Granite sinks are the most sought after for kitchen and bathroom needs by homeowners. They are beautiful and can really give your kitchen or bathroom that befitting look when installed.
The one downside of granite sinks is that they are costly. This is largely due to the cost of granite and the processes used to create the sinks. Contrary to popular opinion, these sinks are not as burly as you would think.
It is common to see granite sinks crack for various reasons – but instead of getting rid of them and purchasing a new one, you can often repair it quite easily. If you have a cracked granite surface on your sink that needs to be fixed, first of all, you would need to ascertain what type of crack it is.
Is it a hairline crack or a chip or is it broken? This is because hairline cracks or chips are repaired differently from broken pieces. When this has been ascertained, you can then proceed with the repair of your sink, which will include preparing the surface, supporting and masking the area, applying the filler, and then buff the area.
What You Will Need
Now let’s take a step-by-step look at how to repair your cracked granite sink.
1. Clean the Sink
Before you can begin the process of fixing or repairing your kitchen sink, you need to first of all thoroughly clean your sink. If you try to do the repair without cleaning the sink, it is very likely that the epoxy may not set properly. Cleaning the sink before repairing the sink would also ensure that any surface scratches that may have formed would be removed.
- Run hot water around the sink
- Pour scouring powder into the sink and let sit for about a minute
- Lightly dampen a towel with warm water and wipe the surface of the sink with it.
- If certain spots are proving tougher to remove, then you should use a soft scrubbing brush. You would need to press firmly while brushing and then rinse out the sink.
- Wipe the sink with a clean dry cloth.
2. Prepare the Sink
After you have finished cleaning and drying up the sink, inspect the crack in the sink. A large crack in a granite sink is easier to fix as it is easier to fill than a smaller crack.
The preparation is in making sure that when you apply the epoxy, you do not get any on the rest of the sink. So use painter’s tape around the edges of the crack to cover as much of the area around it without actually covering any of the crack itself. If you don’t have painter’s tape, you can also use a newspaper or something similar.

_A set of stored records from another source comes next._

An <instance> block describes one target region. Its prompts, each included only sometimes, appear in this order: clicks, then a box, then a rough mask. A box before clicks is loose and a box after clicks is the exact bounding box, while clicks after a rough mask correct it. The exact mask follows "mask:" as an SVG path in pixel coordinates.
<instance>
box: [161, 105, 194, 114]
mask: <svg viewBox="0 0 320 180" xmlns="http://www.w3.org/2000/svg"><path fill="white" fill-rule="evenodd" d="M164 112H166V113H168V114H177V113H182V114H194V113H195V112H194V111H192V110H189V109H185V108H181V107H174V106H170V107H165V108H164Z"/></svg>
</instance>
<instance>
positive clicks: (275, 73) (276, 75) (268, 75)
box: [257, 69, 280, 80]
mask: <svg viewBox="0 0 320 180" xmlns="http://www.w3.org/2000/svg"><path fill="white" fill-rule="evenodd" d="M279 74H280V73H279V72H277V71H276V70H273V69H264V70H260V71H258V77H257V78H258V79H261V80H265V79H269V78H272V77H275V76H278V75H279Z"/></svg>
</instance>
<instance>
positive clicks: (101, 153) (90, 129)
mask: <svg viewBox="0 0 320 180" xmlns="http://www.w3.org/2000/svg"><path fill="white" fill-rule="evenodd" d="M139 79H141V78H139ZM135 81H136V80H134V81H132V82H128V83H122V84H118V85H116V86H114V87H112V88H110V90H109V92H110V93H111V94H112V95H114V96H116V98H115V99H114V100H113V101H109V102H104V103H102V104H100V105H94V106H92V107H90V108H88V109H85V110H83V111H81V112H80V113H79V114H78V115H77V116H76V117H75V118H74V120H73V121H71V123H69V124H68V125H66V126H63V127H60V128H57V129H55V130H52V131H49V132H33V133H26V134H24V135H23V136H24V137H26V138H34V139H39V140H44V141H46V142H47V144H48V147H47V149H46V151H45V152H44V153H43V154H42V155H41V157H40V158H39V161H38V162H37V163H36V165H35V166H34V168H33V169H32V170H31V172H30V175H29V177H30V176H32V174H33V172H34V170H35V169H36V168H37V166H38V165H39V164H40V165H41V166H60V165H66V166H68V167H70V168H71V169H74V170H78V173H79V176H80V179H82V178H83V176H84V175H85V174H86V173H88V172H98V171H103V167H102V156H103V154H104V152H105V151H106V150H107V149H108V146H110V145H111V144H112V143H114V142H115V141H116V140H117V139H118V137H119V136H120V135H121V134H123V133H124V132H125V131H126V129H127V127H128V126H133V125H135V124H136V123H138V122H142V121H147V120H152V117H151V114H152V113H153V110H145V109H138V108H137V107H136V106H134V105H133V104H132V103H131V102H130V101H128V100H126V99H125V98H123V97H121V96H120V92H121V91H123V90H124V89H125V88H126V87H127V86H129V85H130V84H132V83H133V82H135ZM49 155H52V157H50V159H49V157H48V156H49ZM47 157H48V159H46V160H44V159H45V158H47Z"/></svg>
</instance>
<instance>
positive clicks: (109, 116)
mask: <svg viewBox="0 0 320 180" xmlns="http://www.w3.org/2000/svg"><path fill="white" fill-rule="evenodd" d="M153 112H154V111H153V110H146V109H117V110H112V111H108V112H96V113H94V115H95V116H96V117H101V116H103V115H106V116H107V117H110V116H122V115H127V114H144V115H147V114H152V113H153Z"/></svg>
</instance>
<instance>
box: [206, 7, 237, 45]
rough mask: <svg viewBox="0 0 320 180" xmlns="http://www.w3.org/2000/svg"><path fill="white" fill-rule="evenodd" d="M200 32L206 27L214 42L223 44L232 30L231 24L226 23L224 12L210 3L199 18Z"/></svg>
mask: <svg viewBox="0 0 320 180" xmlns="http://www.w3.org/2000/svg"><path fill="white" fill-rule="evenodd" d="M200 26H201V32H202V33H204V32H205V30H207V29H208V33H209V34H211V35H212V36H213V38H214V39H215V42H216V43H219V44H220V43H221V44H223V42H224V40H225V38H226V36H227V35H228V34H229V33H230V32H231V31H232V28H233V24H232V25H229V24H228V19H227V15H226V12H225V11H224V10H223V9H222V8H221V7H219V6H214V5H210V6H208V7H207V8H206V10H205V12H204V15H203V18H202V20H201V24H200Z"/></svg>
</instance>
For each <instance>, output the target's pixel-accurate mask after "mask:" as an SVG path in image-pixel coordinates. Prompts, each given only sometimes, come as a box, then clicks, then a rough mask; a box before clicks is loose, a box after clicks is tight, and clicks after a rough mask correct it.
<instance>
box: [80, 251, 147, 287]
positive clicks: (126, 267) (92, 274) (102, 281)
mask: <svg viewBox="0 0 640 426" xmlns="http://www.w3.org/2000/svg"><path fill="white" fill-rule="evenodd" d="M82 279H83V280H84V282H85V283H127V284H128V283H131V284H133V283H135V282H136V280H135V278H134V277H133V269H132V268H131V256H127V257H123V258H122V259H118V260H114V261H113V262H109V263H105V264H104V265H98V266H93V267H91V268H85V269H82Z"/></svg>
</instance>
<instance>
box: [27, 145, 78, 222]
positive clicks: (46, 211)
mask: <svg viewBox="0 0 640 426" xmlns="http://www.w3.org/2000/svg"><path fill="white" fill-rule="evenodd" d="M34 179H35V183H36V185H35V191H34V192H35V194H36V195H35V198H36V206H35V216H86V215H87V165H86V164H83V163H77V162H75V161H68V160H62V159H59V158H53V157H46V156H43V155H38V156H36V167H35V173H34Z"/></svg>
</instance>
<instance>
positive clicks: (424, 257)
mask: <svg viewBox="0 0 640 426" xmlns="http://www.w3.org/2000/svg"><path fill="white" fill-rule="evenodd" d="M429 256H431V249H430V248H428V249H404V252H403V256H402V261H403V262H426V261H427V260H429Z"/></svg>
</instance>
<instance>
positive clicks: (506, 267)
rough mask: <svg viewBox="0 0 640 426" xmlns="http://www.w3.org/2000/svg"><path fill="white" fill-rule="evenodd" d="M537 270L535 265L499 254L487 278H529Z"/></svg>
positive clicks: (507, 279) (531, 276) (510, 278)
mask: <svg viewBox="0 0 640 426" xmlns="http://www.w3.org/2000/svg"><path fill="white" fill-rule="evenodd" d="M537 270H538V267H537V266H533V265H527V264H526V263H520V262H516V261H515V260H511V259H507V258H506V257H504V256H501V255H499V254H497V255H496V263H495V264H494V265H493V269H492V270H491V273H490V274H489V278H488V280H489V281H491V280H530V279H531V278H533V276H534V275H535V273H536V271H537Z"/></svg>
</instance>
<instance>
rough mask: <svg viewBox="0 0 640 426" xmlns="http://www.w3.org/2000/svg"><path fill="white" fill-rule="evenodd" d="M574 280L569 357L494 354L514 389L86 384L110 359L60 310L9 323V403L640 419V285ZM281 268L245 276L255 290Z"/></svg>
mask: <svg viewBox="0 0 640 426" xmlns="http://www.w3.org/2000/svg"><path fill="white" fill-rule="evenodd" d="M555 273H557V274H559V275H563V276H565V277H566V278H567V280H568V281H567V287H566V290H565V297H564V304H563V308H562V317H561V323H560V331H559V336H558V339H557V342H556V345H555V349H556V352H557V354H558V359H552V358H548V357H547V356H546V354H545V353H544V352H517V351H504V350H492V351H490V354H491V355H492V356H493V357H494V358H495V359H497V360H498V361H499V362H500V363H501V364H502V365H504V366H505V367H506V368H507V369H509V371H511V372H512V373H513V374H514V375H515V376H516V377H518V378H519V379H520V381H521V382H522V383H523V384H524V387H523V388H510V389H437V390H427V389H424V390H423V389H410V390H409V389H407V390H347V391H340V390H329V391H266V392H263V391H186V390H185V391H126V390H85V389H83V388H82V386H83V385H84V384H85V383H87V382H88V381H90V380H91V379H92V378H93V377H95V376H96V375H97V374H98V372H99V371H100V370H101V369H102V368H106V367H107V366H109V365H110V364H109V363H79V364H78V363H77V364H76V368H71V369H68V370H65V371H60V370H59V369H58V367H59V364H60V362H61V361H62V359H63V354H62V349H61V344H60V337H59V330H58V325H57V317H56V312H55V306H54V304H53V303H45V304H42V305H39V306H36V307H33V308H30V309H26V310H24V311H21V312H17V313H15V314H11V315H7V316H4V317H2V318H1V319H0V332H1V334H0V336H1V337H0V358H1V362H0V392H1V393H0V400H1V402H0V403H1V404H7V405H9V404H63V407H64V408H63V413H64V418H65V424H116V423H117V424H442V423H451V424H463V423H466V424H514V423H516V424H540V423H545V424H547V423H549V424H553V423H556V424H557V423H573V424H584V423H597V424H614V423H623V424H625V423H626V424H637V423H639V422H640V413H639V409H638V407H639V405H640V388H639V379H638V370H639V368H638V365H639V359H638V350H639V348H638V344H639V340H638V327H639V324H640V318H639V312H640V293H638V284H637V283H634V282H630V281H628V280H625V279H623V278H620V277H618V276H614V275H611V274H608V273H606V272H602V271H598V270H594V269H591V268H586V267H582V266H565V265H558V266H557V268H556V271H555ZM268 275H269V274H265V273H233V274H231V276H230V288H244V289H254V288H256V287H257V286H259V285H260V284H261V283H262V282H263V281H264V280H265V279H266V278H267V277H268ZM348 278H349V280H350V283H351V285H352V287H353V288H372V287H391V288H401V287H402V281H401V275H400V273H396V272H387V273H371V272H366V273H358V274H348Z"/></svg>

The idea is to get as little of the epoxy on the rest of the sink as possible.
Once you are done preparing the granite sink, you can then proceed to mix up the epoxy filler.
3. Apply the Epoxy
You can get epoxy from stores, pick an epoxy that states on its packaging that it can be used for granite or stone repair.
Applying the epoxy requires you to fill the cracks of your granite sink. This can sometimes prove to be a tedious and time-consuming process, but if done right it should not take more than a couple of minutes.
For larger cracks – smear the epoxy in the crack until it is filled. You can do this with a plastic spatula or the tool you used in mixing the epoxy, use the spatula to press the epoxy firmly into the crack. Add more epoxy as needed, and then smooth it out as best as possible. Any bump around the surface area would need to be sandpapered later.
For smaller cracks – filling smaller cracks can be done in the same manner as larger cracks, but be especially careful when applying the epoxy. Instead of smearing the epoxy over the crack, you would want to take it more slowly so as to avoid having too much extra epoxy.
4. Allow the Epoxy to Dry
Remove the painter’s tape/paper now, and allow the epoxy to dry. Generally, the drying time of the epoxy is around 24 hours. But depending on the brand of epoxy used, follow the drying time on the package as instructed by the manufacturer.
5. Smoothen the Sink Surface
Once the epoxy is dry, access the sink surface to check how smooth it is. It is common for the epoxy to not be perfectly smooth once it dries out. Use sandpaper to smoothen out the surface.
6. Clean and Buff the Area
Once you’re happy with the smoothness of your sink, wash it one more time before we buff it up and make it shine.
Now, using a wet buffing pad, gently move through and scrub the surface of the sink. This will make your sink shine and look like new!
Bonus Tip: After you are finished buffing the sink, you may optionally use a tin oxide shine or a lapidary polish to buff out the area. This will enhance the look of your granite sink even more and give it a shining and glimmering look.
That’s it! Now your newly repaired, shining granite sink is ready for you to enjoy!